Guest Blog: The Only Constant In Life

This is my very first guest blogger post. The author has requested to remain anonymous and I am respecting this request. Anonymous has a great story about his struggles with depression and I am honoured that he offered to share this story with Libero. If you would like to submit a guest blog, please e-mail me at [email protected] – Libero is not just about me, it is about all of us joining together to share our stories and help one another. I look forward to more guest posts in the future! ? Lauren Bersaglio
The only constant in life is change. Some people embrace change with open arms. Others fall apart at the seams. Four and a half years ago, I realized I was in the latter category.

It was just a normal day in my normal, unchanging world. As always, I got home from school and went to my friend’s house to play video games. A while later, I came home for dinner.

Moments later my dad called us three kids upstairs for a “family meeting.” The moment my dad said those words I knew that something wasn’t right and my breath went ragged. I turned off my video game and began the slow descent upstairs.

I still remember my dad’s expression – it was that of feigned assurance.

“Kids, I have something to tell you.” It wasn’t a subtle statement. As he said it, there was an unnerving air. “Your mom and I have decided to resign at the church.”

I knew then my life would change.

In the months ensuing, we began to pack up our entire house – my whole childhood.

We moved in the Summer.

It’s strange what you remember in such changing times. When we pulled up to our new, alien house, something started gnawing – something like irrevocable sadness. I kept my composure, however. I walked into the new house and was greeted by goose bumps – partly from the over used air conditioning, partly from that gnawing sensation that didn’t seem to leave. That gnawing, as I found out, was depression.

Months progressed and my family set into the rigor of things – except me. I had no friends. I missed the past when everything was comfortable. There seemed to be this invisible weight that always pushed on me.

School was the worst part. I was going into grade six at a public school, not a private Christian one as I had been in previously. School was really what tipped my depression on the worse side. Everyone had their established friendship groups and I seemed to have forgotten my past effervescence and willingness to talk to anyone. I was clammed up from the move, from missing my friends, from missing my old happiness. Grade six and seven passed in a blur… passed almost in darkness.

I remember wanting for this to end. I wanted my circumstances and life to end. I couldn’t deal with the many blows to my core that change brought.

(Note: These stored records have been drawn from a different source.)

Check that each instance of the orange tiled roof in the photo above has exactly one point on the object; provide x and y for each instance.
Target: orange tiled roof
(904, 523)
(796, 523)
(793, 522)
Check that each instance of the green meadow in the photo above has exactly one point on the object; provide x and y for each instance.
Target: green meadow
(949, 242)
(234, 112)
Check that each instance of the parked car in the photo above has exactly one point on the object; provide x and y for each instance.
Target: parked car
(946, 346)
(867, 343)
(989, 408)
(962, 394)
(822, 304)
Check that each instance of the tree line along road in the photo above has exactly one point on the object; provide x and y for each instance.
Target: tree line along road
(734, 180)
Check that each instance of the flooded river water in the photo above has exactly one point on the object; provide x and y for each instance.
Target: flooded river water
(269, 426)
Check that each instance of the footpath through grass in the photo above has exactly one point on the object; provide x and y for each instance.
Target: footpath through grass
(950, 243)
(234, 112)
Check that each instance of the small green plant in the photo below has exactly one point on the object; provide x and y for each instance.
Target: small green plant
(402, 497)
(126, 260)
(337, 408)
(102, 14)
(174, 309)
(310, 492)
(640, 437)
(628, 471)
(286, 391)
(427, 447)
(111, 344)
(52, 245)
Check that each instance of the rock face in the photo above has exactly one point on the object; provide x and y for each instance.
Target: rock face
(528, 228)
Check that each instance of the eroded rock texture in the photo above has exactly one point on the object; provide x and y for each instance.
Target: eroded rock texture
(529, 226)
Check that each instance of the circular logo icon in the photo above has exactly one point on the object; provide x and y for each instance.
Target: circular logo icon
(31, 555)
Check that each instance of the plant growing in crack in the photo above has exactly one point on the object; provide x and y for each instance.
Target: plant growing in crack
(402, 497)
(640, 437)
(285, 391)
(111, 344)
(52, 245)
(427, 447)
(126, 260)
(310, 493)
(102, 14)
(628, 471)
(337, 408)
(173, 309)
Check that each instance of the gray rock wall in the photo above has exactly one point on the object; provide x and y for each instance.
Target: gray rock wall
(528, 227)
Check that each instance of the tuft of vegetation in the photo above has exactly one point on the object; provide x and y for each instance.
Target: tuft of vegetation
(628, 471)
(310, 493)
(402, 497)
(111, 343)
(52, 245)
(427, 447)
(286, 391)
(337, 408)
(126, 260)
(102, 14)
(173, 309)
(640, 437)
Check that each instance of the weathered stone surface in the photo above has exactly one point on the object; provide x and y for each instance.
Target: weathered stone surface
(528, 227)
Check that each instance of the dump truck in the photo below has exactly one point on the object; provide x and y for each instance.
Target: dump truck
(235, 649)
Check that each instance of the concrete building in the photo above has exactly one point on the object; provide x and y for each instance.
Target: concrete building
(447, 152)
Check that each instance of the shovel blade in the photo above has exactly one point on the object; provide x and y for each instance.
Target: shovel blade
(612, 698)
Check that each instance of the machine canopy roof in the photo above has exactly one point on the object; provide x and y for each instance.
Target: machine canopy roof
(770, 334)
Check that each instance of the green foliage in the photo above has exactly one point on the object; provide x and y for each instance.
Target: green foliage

About two years later the weight seemed to lessen. Don’t get me wrong – it was still powerful. I was with a friend when I brought up my depression. That was the first time in three and a half years I have ever talked to anyone about my depression. We talked for a long time and he uttered six words that changed my life, but this time for the good: “Don’t let the depression define you.”

I was breathless; it made so much sense – almost as if it had been there all along, but needed to be voiced to be understood.

If I let the depression define me, I’m letting it defeat me. I realise that now. Before though, I didn’t realise that. I let it take over my life. I let it control me. I was a puppet, the depression my puppeteer. It was as if three and a half year of built up pressure suddenly lifted off of me. It was a beautiful experience.

Depression shatters people just as dropping a vase shatters the once-whole structure. You try to piece yourself together, but you just end up cutting your fingers on the jagged edges that were once your normal life.

The thing that is the hardest for people suffering from depression is that you don’t see that you can piece yourself together and not let the depression define you. The depression throws a veil over your eyes.

I believe that depression will always be a part of me. But the thing is, I won’t let it define me. I will still have my down days where I just want to hole up in my room all day and wish I was dead, but I know how to deal with it now; I literally tell it “You cannot defeat me; you will not define me.” And at that moment it seems to melt.

Another way I remedy my depression is through my writing. For someone else it could be music, for another singing.

Don’t let depression define you; you’re so much stronger. Once you realize that, you are libero. You are free.